Nikolay Shirshov (22 June 1974 – 28 December 2021) was an Uzbekistani professional footballer who played as a midfielder.

==Career==
Shirshov began his player career in 1991, in Sverdlovets, club from Soviet Second League. From 1992 to 1999 he played in Uzbek League clubs Traktor Tashkent and Pakhtakor. Since 2000, he played in Russian football clubs.

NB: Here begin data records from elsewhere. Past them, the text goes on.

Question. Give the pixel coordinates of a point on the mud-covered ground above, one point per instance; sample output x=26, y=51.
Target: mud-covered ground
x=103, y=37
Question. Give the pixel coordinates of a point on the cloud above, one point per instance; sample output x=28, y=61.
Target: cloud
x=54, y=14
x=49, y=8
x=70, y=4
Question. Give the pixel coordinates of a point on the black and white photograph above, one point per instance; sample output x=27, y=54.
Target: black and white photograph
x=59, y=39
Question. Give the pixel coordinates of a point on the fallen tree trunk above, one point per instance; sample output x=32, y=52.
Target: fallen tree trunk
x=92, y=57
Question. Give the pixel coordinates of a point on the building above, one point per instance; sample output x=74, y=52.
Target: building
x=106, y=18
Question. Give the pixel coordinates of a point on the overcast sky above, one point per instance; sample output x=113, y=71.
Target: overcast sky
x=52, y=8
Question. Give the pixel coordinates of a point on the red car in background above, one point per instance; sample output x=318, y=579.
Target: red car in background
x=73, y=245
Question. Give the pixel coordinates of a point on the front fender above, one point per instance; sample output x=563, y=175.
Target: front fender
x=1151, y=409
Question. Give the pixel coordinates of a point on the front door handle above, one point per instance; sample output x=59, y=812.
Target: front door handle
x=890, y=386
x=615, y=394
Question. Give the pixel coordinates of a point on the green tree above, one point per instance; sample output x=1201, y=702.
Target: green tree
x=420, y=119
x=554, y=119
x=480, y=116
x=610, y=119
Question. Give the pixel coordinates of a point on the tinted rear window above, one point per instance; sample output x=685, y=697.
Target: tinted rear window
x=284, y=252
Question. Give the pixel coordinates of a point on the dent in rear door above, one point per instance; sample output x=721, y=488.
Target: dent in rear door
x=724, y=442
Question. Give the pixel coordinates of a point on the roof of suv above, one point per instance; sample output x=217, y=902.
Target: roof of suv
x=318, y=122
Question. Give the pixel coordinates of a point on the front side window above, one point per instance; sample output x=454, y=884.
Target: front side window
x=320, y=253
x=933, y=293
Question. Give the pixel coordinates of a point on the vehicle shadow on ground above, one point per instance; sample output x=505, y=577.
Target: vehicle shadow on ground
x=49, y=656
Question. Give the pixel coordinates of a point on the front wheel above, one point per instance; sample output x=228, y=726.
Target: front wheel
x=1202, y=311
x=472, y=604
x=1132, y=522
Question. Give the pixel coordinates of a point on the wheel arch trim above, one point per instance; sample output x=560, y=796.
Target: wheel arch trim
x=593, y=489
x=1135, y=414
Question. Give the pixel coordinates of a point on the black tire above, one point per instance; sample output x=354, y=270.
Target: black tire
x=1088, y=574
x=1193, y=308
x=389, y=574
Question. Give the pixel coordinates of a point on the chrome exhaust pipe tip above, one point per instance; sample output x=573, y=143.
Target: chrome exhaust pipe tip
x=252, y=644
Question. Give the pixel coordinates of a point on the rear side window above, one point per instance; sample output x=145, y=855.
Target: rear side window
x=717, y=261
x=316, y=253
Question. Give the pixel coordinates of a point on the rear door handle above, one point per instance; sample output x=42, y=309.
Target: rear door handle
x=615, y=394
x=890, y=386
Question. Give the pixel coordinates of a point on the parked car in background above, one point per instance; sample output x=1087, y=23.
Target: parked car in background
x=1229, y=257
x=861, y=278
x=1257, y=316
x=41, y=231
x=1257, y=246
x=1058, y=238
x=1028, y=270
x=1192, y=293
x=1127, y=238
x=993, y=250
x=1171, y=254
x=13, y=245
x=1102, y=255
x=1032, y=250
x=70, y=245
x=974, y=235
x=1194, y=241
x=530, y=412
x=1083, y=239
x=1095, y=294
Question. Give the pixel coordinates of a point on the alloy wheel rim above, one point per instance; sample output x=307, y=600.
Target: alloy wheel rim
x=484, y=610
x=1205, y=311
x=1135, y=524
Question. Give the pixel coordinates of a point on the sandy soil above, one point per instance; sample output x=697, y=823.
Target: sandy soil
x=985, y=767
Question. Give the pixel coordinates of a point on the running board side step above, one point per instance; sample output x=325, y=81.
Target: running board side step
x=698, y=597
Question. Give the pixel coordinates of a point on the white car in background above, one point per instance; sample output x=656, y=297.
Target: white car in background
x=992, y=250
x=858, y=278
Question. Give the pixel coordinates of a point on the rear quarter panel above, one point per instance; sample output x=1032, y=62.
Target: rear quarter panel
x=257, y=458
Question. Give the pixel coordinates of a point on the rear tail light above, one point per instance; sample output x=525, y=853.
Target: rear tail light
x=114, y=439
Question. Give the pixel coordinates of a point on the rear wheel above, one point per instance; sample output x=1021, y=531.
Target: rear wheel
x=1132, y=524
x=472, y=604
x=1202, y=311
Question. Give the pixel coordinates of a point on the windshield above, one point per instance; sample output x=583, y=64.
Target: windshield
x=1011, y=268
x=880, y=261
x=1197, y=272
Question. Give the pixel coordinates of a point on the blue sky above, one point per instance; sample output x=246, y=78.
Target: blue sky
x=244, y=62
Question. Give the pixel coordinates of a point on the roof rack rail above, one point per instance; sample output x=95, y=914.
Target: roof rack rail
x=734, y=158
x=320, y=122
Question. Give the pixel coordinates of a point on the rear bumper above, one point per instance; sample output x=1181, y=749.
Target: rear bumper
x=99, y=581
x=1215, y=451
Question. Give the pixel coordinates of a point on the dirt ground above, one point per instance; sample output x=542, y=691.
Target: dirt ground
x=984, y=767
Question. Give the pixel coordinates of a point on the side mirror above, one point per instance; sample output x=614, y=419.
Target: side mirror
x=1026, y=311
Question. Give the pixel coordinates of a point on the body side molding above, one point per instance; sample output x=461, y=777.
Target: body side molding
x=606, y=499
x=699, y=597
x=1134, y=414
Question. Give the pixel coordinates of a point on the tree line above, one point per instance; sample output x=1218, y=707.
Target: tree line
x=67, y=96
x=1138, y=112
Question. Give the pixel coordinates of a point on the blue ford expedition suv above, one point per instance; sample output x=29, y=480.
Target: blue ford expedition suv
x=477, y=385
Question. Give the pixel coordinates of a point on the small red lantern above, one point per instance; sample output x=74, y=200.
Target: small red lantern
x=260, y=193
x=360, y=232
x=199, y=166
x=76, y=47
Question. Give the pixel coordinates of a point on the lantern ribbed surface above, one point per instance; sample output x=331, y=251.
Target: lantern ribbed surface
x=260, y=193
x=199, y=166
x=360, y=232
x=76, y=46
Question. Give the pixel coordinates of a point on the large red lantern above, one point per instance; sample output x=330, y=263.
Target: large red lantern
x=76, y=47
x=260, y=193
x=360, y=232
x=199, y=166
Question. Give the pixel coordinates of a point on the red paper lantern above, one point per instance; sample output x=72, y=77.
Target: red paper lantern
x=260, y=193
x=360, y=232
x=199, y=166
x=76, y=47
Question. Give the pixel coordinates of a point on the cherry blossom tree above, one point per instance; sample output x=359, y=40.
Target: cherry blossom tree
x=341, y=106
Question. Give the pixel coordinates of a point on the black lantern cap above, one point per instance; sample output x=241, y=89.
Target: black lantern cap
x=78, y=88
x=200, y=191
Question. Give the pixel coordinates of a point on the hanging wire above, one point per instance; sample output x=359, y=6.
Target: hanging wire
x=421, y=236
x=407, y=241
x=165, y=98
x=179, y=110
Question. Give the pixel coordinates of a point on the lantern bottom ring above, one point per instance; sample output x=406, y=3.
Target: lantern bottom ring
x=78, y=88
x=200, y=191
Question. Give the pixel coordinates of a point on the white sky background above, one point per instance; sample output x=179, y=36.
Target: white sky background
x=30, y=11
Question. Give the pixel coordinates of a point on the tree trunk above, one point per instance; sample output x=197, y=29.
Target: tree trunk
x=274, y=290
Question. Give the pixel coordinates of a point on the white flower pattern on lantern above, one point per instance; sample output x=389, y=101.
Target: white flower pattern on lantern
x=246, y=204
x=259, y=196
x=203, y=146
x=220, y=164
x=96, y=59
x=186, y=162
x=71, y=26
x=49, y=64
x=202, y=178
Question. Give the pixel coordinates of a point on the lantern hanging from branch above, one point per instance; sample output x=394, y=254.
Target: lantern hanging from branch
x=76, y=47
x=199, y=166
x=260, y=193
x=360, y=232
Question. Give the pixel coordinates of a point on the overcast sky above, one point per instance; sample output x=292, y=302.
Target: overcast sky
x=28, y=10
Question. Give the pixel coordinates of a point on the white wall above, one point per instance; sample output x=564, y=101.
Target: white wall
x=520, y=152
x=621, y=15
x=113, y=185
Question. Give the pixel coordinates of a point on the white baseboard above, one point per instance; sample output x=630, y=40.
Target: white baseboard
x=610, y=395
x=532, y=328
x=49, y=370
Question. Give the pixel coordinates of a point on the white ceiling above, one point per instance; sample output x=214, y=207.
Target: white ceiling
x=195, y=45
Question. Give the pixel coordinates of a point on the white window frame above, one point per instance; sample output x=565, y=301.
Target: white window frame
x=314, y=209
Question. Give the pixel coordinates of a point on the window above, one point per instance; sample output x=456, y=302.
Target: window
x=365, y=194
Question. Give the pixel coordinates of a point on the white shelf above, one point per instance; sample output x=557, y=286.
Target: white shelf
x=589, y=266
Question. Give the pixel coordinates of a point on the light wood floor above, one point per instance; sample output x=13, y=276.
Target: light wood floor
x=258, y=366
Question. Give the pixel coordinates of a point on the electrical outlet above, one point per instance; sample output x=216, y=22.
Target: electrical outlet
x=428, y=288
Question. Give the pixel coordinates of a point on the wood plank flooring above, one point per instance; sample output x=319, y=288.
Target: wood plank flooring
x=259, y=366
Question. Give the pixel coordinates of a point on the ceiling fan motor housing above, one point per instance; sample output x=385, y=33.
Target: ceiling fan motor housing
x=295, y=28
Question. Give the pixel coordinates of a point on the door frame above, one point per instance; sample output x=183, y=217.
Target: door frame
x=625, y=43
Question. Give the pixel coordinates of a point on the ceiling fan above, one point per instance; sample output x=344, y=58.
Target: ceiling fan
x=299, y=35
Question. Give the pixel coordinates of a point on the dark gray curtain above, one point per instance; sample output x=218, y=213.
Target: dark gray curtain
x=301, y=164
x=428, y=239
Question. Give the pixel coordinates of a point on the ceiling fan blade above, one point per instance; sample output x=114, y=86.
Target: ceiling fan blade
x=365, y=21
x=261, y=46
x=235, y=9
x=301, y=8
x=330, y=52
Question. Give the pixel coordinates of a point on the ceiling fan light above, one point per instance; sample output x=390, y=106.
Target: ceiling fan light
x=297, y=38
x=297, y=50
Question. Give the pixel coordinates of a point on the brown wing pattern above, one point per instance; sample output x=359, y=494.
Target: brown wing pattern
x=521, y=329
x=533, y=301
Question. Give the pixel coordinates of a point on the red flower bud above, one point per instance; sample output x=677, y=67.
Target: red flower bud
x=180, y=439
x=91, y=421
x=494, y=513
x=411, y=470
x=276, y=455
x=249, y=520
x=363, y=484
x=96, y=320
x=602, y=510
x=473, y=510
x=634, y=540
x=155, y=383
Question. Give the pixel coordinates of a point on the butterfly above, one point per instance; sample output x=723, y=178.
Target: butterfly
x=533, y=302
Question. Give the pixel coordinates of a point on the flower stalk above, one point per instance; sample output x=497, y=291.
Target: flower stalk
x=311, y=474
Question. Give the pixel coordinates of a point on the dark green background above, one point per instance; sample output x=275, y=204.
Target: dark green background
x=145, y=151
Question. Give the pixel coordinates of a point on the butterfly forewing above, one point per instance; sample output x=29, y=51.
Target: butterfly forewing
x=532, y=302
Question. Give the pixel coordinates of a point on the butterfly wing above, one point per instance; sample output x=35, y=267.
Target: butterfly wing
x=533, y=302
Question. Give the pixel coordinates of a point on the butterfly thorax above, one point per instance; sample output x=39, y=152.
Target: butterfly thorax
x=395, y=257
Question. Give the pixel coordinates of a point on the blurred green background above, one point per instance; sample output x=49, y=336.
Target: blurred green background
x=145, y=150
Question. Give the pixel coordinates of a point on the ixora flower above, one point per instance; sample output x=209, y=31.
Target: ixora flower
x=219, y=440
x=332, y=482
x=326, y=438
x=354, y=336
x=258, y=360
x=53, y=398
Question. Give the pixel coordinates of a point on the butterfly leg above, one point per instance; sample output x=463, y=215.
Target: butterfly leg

He got 63 caps and 13 goals for the Uzbekistan national team between 1996 and 2005.

==International goals==

| No. | Date | Venue | Opponent | Score | Result | Competition |
| 1. | 25 May 1997 | Pakhtakor Markaziy Stadium, Tashkent, Uzbekistan | Cambodia | 1–0 | 6–0 | 1998 FIFA World Cup qualification |
| 2. | 27 September 1997 | United Arab Emirates | 1–0 | 2–3 | 1998 FIFA World Cup qualification |
| 3. | 7 December 1998 | Supachalasai Stadium, Bangkok, Thailand | North Korea | 1–0 | 4–0 | 1998 Asian Games |
| 4. | 4–0 |
| 5. | 11 July 1999 | Dinamo Samarkand Stadium, Samarkand, Uzbekistan | Malaysia | 1–0 | 3–0 | Friendly |
| 6. | 23 November 1999 | Tahnoun bin Mohammed Stadium, Abu Dhabi, UAE | Sri Lanka | 4–0 | 6–0 | 2000 AFC Asian Cup qualification |
| 7. | 5–0 |
| 8. | 25 November 1999 | India | 3–2 | 3–2 |
| 9. | 27 April 2001 | Pakhtakor Markaziy Stadium, Tashkent, Uzbekistan | Jordan | 2–2 | 2–2 | 2002 FIFA World Cup qualification |
| 10. | 17 August 2001 | Zayed Sports City Stadium, Abu Dhabi, UAE | United Arab Emirates | 1–2 | 1–4 | 2002 FIFA World Cup qualification |
| 11. | 28 September 2001 | Khalifa International Stadium, Doha, Qatar | Qatar | 2–1 | 2–2 |
| 12. | 19 October 2001 | Pakhtakor Markaziy Stadium, Tashkent, Uzbekistan | China | 1–0 | 1–0 |
| 13. | 19 November 2003 | Rajamangala Stadium, Bangkok, Thailand | Hong Kong | 1–0 | 1–0 | 2004 AFC Asian Cup qualification |

==Personal life and death==
Shirshov died on 28 December 2021, at the age of 47. The cause of death was not specified.